La grammatica della polvere e della Grazia. Sul tardomodernismo asociale di Gianni Priano di Ivan Pozzoni
La liturgia dei corpi e l’evasione di Giacomo
Entrare nella pagina di Gianni Priano significa deporre l’illusione sociologica del «noi» comunitario per riscoprire la nudità radicale dell’io-tu. I prati bruciare non è un romanzo, né una memoria: è un’autofiction sghimbescia in cui la controfigura scenica, Giacomo, agisce da camera d’aria funzionale per attutire il colpo dell’esistenza e del peso di capire. Priano recupera una postura tardomodernista autentica, impastata di una nostalgia feroce per la forma ma consapevole della sua irreparabile frammentazione.
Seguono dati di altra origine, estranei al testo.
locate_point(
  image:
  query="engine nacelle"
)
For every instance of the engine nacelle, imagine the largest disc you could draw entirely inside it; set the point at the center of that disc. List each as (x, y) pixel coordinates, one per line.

Lo stile procede per scatti, per accumulazioni prosastiche e pause liriche scandite da asterischi, rifiutando la «scrittura sofistica, con la cipria e tutta rivista e corretta». C’è in questa prosa il sapore contadino di chi «stopponava la bottiglia e buttava via nel lavandino il fiore in cima», un’andatura apparentemente smemorata che raddoppia i pensieri e le storie non per imperizia, ma perché la ripetizione è l’unica fedeltà possibile al trauma. I titoli interni e le immagini evocano una geografia che va dal «Bar Nuccio» alla «Stazione di Grattarola», una toponomastica buzzatiana e kafkiana dove si consuma il transito delle generazioni. Si vedano i versi impliciti e le formule fisse che ritmano il testo: «Mio padre è uno stanco democristiano» (omaggio a Ielmini) o la dialettica infantile tra le «palmette verdoline» dei bambini e il «palmone nudo» di don Natale. Priano accosta la teologia tragica di Sergio Quinzio («l’impotente onnipotenza di Dio») alla carnalità disperata di un Cristo che soffre come una bestia nella Crocifissione di Grünewald. Il raffronto corre immediato ai contemporaneissimi della letteratura del trauma e della scomposizione dell’io (da Carrère a Moresco, fino alla ritmica svagata di Paolo Nori): scrittori che non colmano il vuoto con gli incarichi e le circolari ministeriali, ma che lasciano la ferita aperta.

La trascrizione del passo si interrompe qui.